Furthermore, PS is known as a significant prognostic factor for patients with malignant tumors. Several reports investigated the efficacy and safety of ICIs in patients with poor PS. Our study demonstrated that poor PS was associated with lower ORR and significantly worse survival than good PS. This result was consistent with the findings of several previous studies. Katsura et al compared treatment efficacy by PS status in patients who received nivolumab.20 The study found that patients with PS 2–4 (poor PS group) had significantly shorter survival than those with PS 0–1 (good PS group), and survival in the poor PS group was similar to that in patients who received best supportive care (BSC). They also reported that the frequency of severe pneumonitis was significantly higher in the poor PS group than in the good PS group, which was similar to the present study. Naqash et al investigated clinical factors that were associated with survival after nivolumab treatment.21 They reported that age was not associated with the PFS and OS, but PS 2–4 was significantly associated with poor survival by multivariate analyses, which is consistent with our results. Furthermore, a meta-analysis of 19 studies that explored the prognostic impact of PS ≥2 on survival in patients NSCLC who received ICIs suggested that PS at the start of ICI treatment had prognostic significance, but the predictive value of PS 2 regarding the response to ICIs remained unclear.22

These previous reports and the present study suggested that ICI treatment should not be recommended for patients with NSCLC and poor PS, but can we conclude that these patients are truly ineligible for ICI therapy? The results of our prior survival analyses indicated that PD-L1 expression in tumor specimens could be one of the keys for optimizing therapeutic intervention in populations with poor survival. Of note, treatment efficacy was identified even in patients with at least 1% PD-L1 expression in tumor specimens. PD-L1 expression is known as a predictive biomarker for clinical response to pembrolizumab or nivolumab.23–25 Similar to our study, Jodai et al reported that patients with NSCLC and poor PS (≥2) and ≥50% PD-L1 expression were expected to benefit from anti–PD-1/PD-L1 therapy.26 Based on these reports, ICI introduction may be considered for patients with positive PD-L1 expression, even if they have poor PS.

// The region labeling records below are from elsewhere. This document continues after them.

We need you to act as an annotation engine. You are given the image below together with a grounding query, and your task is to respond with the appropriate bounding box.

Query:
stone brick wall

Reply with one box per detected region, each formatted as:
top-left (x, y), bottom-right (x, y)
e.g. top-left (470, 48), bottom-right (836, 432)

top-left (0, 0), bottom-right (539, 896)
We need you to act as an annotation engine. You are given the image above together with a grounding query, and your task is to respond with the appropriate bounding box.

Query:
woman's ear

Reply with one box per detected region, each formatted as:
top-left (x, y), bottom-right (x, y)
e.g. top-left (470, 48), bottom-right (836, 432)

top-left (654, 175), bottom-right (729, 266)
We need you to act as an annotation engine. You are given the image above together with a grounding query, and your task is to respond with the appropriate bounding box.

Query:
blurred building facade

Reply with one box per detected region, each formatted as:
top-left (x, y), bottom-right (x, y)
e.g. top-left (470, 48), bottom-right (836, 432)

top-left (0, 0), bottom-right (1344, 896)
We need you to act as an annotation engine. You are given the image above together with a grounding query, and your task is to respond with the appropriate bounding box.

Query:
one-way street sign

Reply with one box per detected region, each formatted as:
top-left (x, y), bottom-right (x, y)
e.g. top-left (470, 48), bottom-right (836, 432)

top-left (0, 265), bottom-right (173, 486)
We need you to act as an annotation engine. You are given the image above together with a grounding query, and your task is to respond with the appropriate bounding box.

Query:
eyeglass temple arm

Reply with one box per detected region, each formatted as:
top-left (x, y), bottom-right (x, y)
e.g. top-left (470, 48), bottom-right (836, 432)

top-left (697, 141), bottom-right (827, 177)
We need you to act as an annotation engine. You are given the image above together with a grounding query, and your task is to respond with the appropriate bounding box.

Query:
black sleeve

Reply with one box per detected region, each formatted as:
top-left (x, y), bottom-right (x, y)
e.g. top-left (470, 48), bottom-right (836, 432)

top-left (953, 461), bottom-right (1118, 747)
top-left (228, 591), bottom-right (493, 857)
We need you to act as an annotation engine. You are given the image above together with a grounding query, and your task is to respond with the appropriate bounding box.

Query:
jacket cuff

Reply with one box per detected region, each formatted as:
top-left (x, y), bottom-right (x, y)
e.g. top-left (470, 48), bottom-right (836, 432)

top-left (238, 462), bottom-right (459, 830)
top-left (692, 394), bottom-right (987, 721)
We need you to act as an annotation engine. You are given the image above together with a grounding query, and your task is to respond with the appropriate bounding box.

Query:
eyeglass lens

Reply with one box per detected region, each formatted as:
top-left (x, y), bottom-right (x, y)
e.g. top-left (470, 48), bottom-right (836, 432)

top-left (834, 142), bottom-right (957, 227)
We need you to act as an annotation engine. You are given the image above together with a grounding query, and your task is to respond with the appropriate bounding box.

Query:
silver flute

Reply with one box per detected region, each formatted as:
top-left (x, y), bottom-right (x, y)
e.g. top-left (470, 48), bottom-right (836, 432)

Our study had some limitations, including its retrospective, single-institutional nature. In addition, the older and poor PS populations were relatively small, which may have affected the results. Second, our cohort included men and adenocarcinoma patients predominantly. A previous report showed women were more likely to develop irAEs than men, and women with irAEs had significantly longer survival than those without irAEs. Thus, these population biases might have had a strong influence on our results. Finally, the present study did not compare outcomes in patients who received other cytotoxic chemotherapies or BSC. We would like to perform this research in the future to examine the benefits of ICIs in older or poor PS populations.

In conclusion, although age was not predictive of survival following ICI therapy in patients with NSCLC, patients with poor PS had a worse prognosis than those with good PS. However, it may be worth considering ICIs for patients with positive PD-L1 expression, even those with poor PS.